Core inflation - a less volatile measure than headline inflation that strips out food and energy costs - has been on the rise since 2015. In the aftermath of the global financial crisis, there was plenty of spare capacity in the economy and inflation was muted as a result. In recent years, that capacity has shrunk. Employment is nearing its full level, leading to wage pressures. The story in the UK is slightly different because it’s the currency, which depreciated following the Brexit referendum, that has largely driven inflation.

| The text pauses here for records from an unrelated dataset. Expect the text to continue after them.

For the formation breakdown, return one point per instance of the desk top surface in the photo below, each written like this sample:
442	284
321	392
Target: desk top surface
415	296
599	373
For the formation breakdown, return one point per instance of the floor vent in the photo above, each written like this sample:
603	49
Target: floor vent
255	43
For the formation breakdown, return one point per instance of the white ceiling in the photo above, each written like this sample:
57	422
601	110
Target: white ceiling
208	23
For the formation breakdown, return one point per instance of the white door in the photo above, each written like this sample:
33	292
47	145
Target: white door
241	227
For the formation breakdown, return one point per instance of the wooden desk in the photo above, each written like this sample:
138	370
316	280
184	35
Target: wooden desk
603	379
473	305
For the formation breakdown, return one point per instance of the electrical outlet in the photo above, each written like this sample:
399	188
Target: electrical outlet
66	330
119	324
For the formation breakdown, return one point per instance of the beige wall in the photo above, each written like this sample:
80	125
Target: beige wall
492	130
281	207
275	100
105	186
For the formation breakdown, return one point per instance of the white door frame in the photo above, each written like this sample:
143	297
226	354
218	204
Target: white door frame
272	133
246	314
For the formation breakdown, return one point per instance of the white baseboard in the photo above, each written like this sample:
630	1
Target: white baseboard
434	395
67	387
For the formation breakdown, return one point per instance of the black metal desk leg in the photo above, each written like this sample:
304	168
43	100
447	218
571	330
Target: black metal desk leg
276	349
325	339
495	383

We expect global growth to recover in 2020, mainly driven by easier monetary conditions, although the recovery will be subdued. Bond yields have fallen as central banks in the US, Europe and emerging markets undertake synchronised easing and, in some cases, asset purchases, stimulating the economy. China also has supportive fiscal and monetary policies. In the UK, prices should rise due to imported inflation via a still weak currency and mounting wage pressures. But the growth outlook has yet to improve significantly and may struggle to do so until there is much greater certainty around the UK’s long-term relationship with the EU.

From an investment standpoint, markets may have too high expectations of UK inflation, especially as the country could adopt a new method of calculating inflation that would systematically bring the rate down. But globally, inflation-linked bonds appear very cheap in a climate of rising inflation, tight labour markets and potential fiscal stimulus.